Sarah Ash : Gavril est un jeune et pauvre peintre portraitiste qui hérite du trône de l’Azhkendir, une terre enneigée et lointaine dans les royaumes du Nord. Avec le trône, il reçoit également un héritage bien plus sombre : le Drakhaoul, un esprit puissant qui prend possession du corps du Drakhaon et lui donne des pouvoirs inimaginables. Ces pouvoirs pourraient aider Gavril à sauver son peuple de l’invasion orchestrée par le prince Eugène du Tielen, assoiffé de puissance, mais le jeune homme apprend trop tard que le prix à payer pour ses nouvelles capacités est terrible…

• K : Dans ce premier volet des Larmes d’Artamon, on ressent tout au long du récit une forte influence nordique : les noms de vos personnages, la culture, l’environnement. D’où vous vient cette inspiration ?

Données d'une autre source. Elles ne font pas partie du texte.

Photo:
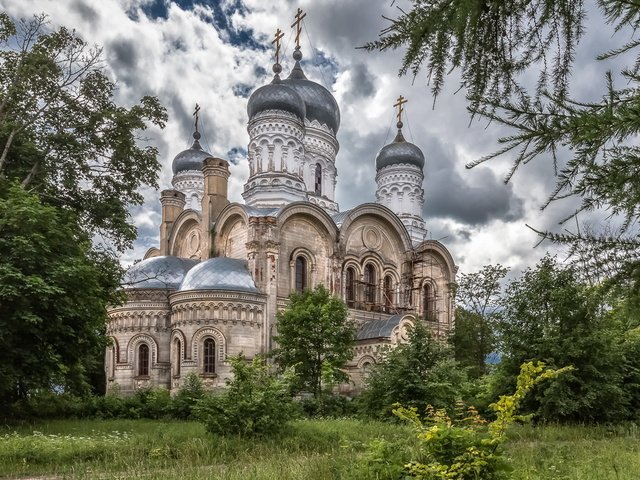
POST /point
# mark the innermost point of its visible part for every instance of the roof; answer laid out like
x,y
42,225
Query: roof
x,y
378,328
260,212
220,273
157,272
340,217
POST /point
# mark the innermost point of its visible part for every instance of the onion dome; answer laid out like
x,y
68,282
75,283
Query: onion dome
x,y
276,96
399,152
157,272
319,102
192,158
220,273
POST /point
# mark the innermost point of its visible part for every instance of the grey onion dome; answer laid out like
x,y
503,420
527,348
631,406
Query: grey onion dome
x,y
220,273
190,159
157,273
276,96
399,152
319,102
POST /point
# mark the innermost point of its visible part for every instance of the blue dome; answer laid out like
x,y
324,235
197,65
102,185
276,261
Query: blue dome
x,y
399,152
276,96
219,273
190,159
157,272
319,102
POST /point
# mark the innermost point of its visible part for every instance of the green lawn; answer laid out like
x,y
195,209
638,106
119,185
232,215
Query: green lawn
x,y
316,449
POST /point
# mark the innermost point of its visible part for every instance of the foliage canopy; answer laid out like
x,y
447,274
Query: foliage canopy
x,y
315,337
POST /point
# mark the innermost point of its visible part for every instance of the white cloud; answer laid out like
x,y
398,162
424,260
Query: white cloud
x,y
183,59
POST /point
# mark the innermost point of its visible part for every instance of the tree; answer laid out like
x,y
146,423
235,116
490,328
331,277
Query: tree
x,y
416,374
61,134
314,337
478,299
550,316
52,297
255,402
70,168
492,44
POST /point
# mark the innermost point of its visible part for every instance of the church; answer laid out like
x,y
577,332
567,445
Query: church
x,y
213,286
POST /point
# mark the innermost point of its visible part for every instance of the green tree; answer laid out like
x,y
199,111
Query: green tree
x,y
61,134
255,402
418,373
478,300
590,142
314,337
53,291
71,164
551,317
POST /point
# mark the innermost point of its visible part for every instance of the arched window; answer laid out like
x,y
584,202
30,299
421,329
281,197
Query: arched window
x,y
143,360
177,356
318,178
429,303
350,286
301,273
388,291
209,356
370,284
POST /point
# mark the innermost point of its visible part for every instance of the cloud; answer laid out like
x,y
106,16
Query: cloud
x,y
216,53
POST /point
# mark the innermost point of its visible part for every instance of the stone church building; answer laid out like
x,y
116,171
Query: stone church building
x,y
212,288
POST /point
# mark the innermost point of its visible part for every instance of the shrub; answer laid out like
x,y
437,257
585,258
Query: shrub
x,y
416,374
463,447
190,393
328,405
255,402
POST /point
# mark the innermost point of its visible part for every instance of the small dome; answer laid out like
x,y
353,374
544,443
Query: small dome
x,y
399,152
157,272
190,159
220,273
276,96
319,102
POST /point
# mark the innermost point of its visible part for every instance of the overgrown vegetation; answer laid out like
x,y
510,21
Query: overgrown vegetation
x,y
255,402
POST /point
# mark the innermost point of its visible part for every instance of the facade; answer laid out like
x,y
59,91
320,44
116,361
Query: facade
x,y
212,288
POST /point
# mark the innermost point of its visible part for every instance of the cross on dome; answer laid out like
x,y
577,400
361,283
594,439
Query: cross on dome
x,y
297,23
400,104
196,114
278,37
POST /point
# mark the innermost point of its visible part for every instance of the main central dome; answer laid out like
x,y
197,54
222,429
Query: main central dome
x,y
319,102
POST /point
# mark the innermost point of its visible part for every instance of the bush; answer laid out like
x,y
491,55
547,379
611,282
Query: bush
x,y
416,374
255,402
328,405
190,393
462,447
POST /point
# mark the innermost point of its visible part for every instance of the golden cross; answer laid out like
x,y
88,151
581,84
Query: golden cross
x,y
401,102
299,17
195,114
277,39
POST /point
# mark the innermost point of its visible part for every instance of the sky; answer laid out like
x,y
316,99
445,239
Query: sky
x,y
216,53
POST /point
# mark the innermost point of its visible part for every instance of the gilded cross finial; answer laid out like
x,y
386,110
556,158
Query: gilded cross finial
x,y
401,102
276,40
196,114
297,24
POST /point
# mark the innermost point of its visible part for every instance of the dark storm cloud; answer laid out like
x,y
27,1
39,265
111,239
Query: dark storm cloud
x,y
356,171
476,198
87,13
362,83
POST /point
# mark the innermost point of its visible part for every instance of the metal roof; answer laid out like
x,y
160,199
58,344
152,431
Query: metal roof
x,y
378,328
399,152
158,272
220,273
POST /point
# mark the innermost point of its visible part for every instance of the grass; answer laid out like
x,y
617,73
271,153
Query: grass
x,y
318,449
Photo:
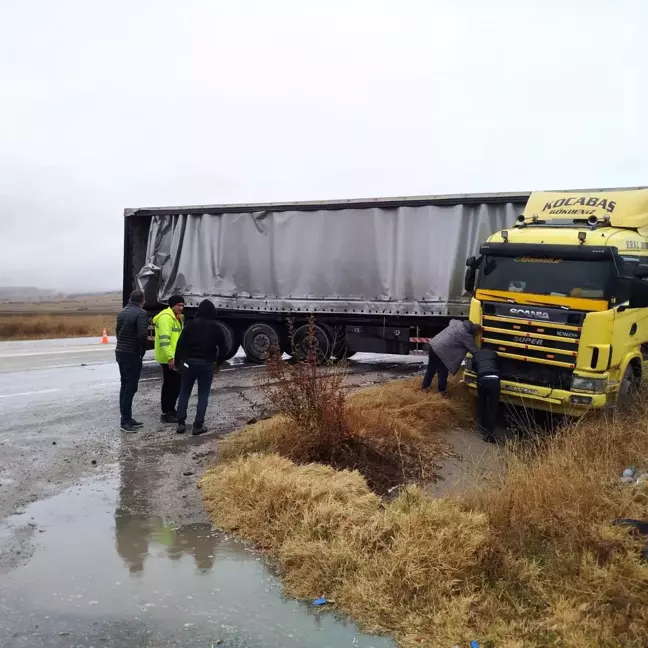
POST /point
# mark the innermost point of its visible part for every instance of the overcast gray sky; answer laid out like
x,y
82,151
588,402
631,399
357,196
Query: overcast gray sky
x,y
129,103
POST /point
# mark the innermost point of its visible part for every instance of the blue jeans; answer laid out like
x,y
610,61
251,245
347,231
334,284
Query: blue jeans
x,y
130,368
192,371
436,366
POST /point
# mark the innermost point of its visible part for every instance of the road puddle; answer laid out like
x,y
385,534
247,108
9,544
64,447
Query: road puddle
x,y
89,572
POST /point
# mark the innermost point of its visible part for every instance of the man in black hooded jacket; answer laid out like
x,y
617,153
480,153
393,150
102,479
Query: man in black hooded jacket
x,y
201,345
132,336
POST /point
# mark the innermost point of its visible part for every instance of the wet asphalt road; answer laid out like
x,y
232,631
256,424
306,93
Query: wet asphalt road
x,y
103,538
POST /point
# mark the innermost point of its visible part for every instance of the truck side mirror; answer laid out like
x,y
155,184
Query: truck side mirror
x,y
469,279
638,294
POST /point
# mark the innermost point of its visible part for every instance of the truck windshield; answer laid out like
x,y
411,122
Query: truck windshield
x,y
546,276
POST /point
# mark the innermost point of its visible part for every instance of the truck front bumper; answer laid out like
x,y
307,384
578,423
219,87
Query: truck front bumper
x,y
559,401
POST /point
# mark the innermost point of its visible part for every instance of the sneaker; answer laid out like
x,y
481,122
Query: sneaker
x,y
198,429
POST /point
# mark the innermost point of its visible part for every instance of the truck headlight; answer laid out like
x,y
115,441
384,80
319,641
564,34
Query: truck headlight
x,y
592,385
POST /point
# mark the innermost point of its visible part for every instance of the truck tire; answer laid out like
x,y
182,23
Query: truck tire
x,y
258,341
322,342
232,339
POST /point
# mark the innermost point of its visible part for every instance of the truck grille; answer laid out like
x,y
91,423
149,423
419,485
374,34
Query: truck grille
x,y
537,345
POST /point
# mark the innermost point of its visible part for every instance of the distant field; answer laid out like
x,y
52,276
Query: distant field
x,y
108,303
81,317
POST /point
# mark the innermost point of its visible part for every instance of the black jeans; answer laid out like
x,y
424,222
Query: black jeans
x,y
488,395
192,371
170,389
130,369
436,366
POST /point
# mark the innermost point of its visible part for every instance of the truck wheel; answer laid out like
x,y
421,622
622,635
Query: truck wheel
x,y
321,342
258,341
231,339
629,386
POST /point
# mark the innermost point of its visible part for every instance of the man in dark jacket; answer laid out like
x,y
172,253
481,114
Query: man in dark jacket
x,y
448,350
132,334
486,366
201,345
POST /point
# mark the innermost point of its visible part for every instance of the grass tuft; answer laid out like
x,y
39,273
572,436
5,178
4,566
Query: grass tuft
x,y
529,559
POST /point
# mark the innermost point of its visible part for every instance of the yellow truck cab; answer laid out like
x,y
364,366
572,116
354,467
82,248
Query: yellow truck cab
x,y
562,298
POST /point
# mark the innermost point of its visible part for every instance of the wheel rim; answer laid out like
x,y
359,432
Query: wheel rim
x,y
262,344
320,344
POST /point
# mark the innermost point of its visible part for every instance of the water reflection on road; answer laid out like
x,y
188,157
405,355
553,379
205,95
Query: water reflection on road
x,y
96,568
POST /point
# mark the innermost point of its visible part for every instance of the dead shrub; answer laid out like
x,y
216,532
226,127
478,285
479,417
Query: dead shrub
x,y
391,434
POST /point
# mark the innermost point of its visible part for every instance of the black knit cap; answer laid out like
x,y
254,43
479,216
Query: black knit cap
x,y
175,299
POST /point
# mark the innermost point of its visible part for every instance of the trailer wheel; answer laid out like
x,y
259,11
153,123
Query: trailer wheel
x,y
258,341
322,345
232,339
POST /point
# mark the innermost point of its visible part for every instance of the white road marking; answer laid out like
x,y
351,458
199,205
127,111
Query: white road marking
x,y
42,391
84,350
73,364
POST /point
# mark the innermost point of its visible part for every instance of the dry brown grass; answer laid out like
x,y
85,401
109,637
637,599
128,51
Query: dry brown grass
x,y
37,326
530,559
391,433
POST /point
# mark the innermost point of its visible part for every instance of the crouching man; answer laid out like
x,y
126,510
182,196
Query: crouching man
x,y
486,366
448,350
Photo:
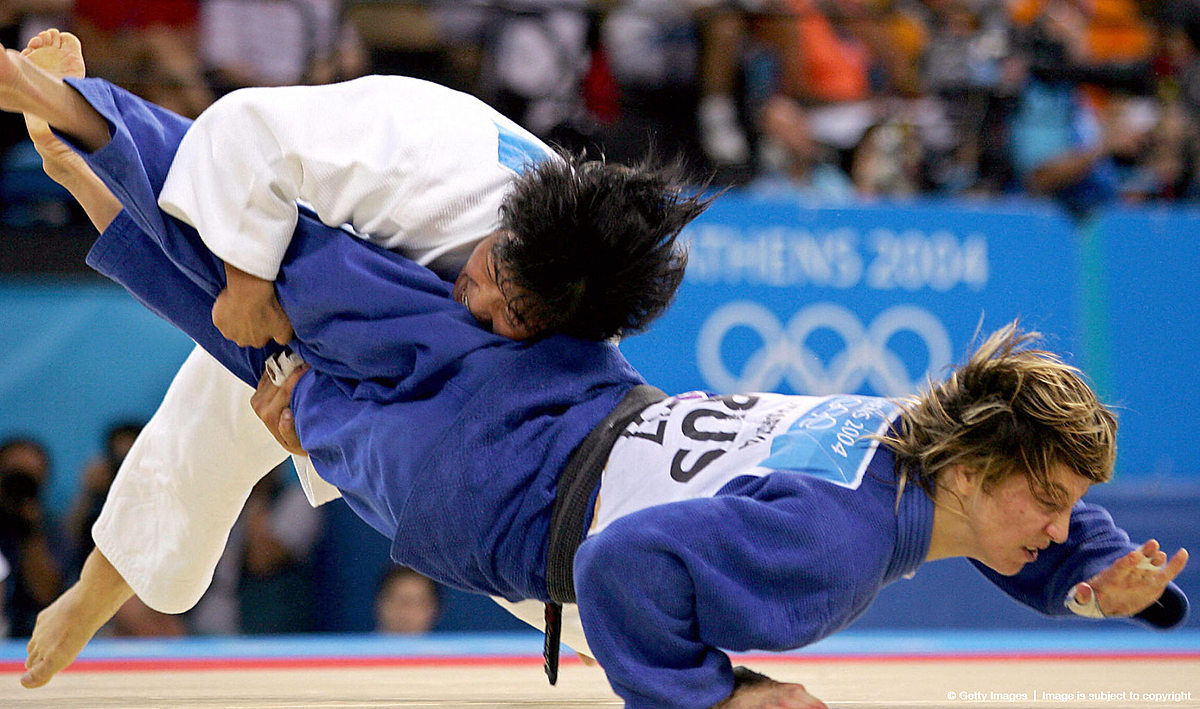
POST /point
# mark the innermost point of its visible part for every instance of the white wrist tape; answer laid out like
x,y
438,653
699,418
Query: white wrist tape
x,y
281,365
1092,608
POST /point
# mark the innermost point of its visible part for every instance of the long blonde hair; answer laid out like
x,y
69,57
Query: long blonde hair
x,y
1009,409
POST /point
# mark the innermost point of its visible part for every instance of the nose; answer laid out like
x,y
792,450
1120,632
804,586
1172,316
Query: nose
x,y
1059,527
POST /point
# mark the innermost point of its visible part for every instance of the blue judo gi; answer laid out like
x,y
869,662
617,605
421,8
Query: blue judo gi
x,y
450,442
405,410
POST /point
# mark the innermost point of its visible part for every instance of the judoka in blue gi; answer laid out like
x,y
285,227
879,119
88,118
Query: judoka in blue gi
x,y
709,523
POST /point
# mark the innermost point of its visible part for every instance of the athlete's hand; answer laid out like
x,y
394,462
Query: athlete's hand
x,y
273,404
759,691
247,311
1134,581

S.A : Lorsque j’ai imaginé les royaumes de l’Azkhendir et du Muscobar, j’étais fortement influencée par l’histoire et les légendes russes, spécialement celle du Prince Vladimir (The Little Red Sun of Kiev) et ses chevaliers de la Table Ronde. C’était amusant de s’imaginer vivant à l’époque relativement éclairée de la Grande Catherine alors que vos voisins du Nord seraient restés figés dans une sorte de Haut Moyen-Âge superstitieux. Alors que le royaume du Tielen ressemble plus à la Suisse ! Mais une majeure partie de mon inspiration me vient de mon amour pour la musique russe que j’apprécié depuis ma plus tendre enfance.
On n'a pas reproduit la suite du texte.